Z DJM is the only thing I do now for pre/rehab. I am achieving INSTANEOUS results in getting out of pain. Interestingly, I'm finding ROM I never knew I had before, like Pavel's/Maxwell's cossack stretch.

I am actually about to embark on a 4 day a week mass gaining phase that will look something like the following:
Days 1,3,5: Weight Training
Day 6: O-lifts on Platform
Days 2,4,6: Focused Z to counterbalance compensations.

Here's the link to the cert calendar:
http://www.zhealth.net/zhealth-calendar.asp
If you can't get to the cert to attend, at least get there to schedule an appointment with Dr. Cobb.

3:06 PM  
Blogger Catherine Imes said...

Hi Geoff,

We met in June 2005 (I was an assistant).

I'm enjoying your blog. I've been doing the Level 1 Neural warmup, and on active recovery days have started with the RPhase.

I will say this. I see the obvious value in the joint mobility, but moreover, just doing the 10 minute NWU, I've noticed some freaky body awareness while doing my KB Snatches and such. I would notice subtle things like I wasn't sitting back enough or position of my hands, shoulders ( I do high rep GS stuff, so this is all subtle but very important).

I would like to do the stuff for a little longer, but who knows, I may be able to attend a cert in 2007.

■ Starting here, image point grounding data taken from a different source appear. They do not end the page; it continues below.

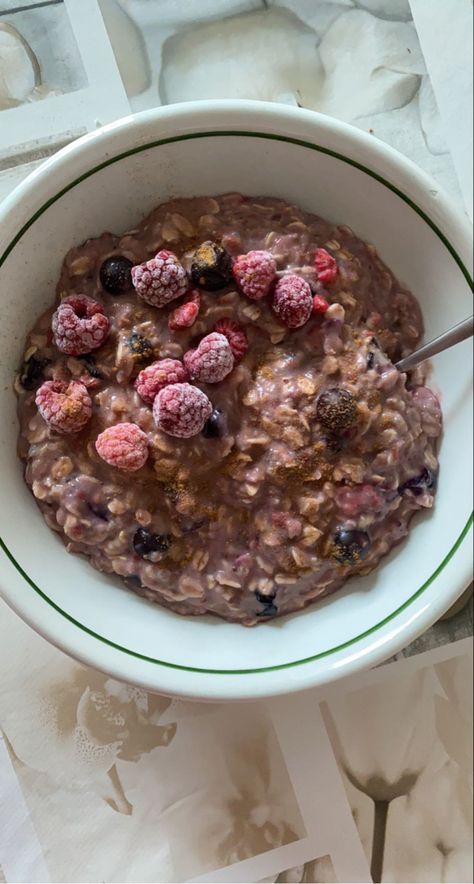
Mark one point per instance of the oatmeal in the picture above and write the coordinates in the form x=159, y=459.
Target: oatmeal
x=211, y=412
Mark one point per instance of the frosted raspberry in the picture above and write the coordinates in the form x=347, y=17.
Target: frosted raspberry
x=124, y=446
x=79, y=325
x=326, y=266
x=236, y=336
x=293, y=301
x=65, y=406
x=320, y=305
x=186, y=314
x=160, y=280
x=254, y=273
x=159, y=374
x=181, y=410
x=211, y=361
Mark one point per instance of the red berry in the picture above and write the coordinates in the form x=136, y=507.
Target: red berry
x=320, y=305
x=236, y=336
x=159, y=374
x=293, y=301
x=124, y=446
x=255, y=273
x=212, y=361
x=186, y=314
x=65, y=406
x=326, y=266
x=79, y=325
x=181, y=410
x=161, y=280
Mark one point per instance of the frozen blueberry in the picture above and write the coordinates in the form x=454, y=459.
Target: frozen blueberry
x=146, y=543
x=350, y=546
x=336, y=409
x=427, y=480
x=32, y=373
x=211, y=267
x=115, y=274
x=213, y=427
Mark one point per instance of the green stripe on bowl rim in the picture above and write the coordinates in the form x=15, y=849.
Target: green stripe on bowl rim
x=310, y=146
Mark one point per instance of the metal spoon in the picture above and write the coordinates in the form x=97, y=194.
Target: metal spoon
x=455, y=335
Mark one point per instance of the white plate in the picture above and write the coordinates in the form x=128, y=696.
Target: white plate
x=109, y=180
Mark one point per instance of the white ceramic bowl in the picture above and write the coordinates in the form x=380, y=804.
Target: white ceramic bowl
x=109, y=180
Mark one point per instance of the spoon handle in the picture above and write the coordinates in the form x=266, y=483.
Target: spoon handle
x=455, y=335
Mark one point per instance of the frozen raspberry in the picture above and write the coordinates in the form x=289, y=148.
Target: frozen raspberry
x=181, y=410
x=186, y=314
x=65, y=406
x=124, y=446
x=320, y=305
x=254, y=273
x=158, y=375
x=326, y=266
x=79, y=325
x=211, y=361
x=236, y=336
x=293, y=301
x=160, y=280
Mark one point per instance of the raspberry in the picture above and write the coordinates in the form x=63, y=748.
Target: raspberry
x=160, y=280
x=124, y=446
x=254, y=273
x=211, y=361
x=79, y=325
x=236, y=336
x=65, y=406
x=158, y=375
x=326, y=266
x=181, y=410
x=320, y=305
x=185, y=315
x=293, y=301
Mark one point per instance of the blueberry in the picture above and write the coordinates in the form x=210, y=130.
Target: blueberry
x=115, y=274
x=145, y=543
x=32, y=372
x=213, y=427
x=336, y=409
x=269, y=608
x=351, y=545
x=211, y=267
x=427, y=480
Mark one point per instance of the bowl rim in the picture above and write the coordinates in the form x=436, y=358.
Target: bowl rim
x=374, y=149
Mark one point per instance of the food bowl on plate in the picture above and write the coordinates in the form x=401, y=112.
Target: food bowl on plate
x=109, y=181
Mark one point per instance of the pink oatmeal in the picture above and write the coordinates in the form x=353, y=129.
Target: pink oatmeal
x=310, y=452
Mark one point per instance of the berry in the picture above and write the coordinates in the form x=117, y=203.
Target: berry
x=66, y=407
x=212, y=361
x=254, y=273
x=427, y=480
x=320, y=305
x=326, y=266
x=141, y=350
x=32, y=372
x=236, y=336
x=79, y=325
x=186, y=314
x=351, y=545
x=336, y=409
x=115, y=274
x=213, y=427
x=147, y=545
x=158, y=375
x=161, y=280
x=181, y=410
x=293, y=301
x=211, y=267
x=124, y=446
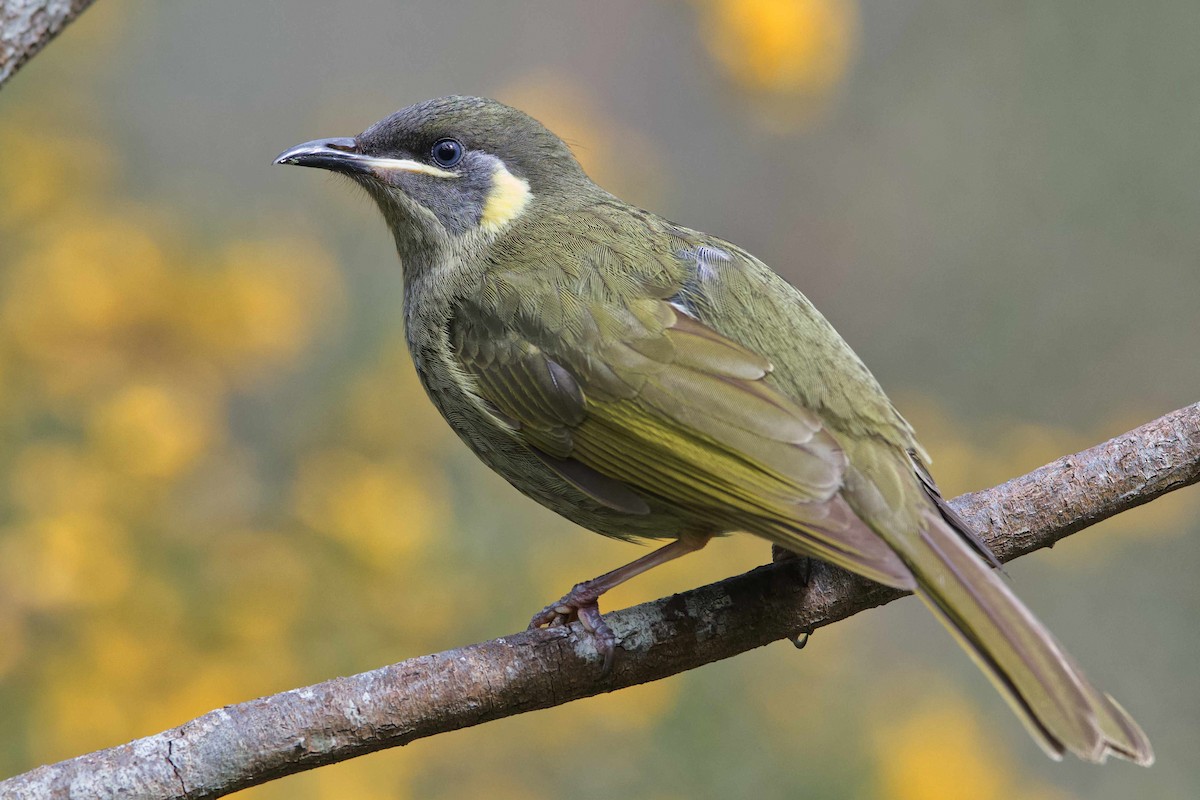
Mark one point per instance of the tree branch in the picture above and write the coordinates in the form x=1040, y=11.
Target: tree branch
x=252, y=743
x=28, y=25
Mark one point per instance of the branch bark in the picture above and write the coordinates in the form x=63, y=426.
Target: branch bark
x=28, y=25
x=252, y=743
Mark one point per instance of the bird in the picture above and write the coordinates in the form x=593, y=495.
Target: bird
x=651, y=382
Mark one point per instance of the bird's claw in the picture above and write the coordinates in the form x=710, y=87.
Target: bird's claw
x=580, y=603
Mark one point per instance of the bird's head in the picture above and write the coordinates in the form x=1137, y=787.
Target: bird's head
x=451, y=169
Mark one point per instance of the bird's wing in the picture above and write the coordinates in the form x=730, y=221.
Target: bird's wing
x=660, y=405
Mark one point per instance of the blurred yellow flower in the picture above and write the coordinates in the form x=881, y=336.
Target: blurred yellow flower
x=262, y=305
x=155, y=429
x=801, y=47
x=66, y=560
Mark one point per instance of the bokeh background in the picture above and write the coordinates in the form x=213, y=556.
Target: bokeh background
x=219, y=477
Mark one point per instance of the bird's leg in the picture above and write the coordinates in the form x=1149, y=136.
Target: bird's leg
x=582, y=601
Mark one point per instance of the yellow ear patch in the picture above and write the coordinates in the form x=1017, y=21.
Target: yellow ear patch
x=507, y=199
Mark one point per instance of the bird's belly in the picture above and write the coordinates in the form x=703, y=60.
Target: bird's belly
x=514, y=462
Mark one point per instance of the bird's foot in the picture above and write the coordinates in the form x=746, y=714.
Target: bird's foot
x=581, y=603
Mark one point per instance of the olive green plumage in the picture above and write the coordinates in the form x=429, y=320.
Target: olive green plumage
x=648, y=380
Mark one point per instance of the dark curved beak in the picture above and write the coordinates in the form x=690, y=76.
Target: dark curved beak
x=339, y=155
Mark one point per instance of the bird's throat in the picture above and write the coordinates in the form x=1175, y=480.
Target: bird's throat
x=507, y=199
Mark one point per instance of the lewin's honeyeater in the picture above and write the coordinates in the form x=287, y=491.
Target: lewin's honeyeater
x=648, y=380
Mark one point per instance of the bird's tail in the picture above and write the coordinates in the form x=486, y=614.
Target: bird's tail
x=1036, y=675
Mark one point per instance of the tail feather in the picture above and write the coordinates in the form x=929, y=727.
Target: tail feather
x=1042, y=683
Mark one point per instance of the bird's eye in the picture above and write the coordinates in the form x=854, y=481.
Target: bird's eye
x=447, y=152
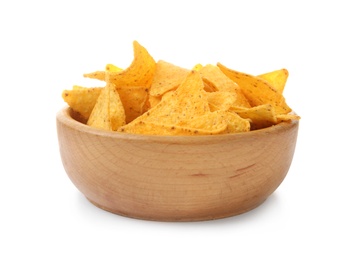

Thanks again for the good info in your blog.

CI

8:42 PM  
Blogger Geoff Neupert said...

Is it "Iron Cate" or "Steel Cate" either way, I remember you--you're strength is hard to forget!

The NWU definitely produces results and it's interesting to notice changes in your body once your start to regain full control. I'm excited you're enjoying it. We're hosting another R-Phase at our studio in March I believe. You'll have to check the Z-Health website (zhealth.net).

Have you noticed any difference on your grinds?

4:34 PM  
Blogger Catherine Imes said...

Yep. I don't do many these days, but I'm definitely more aware. Pressing the 32kg is a good gauge. I don't practice presses much, but can still do it.

Probably as much as snatches, it has improved my Jerks. I easily did 10 with my right (could have done 15). My left isn't so coordinated yet, but I'm confident that working this stuff will make it more coordinated.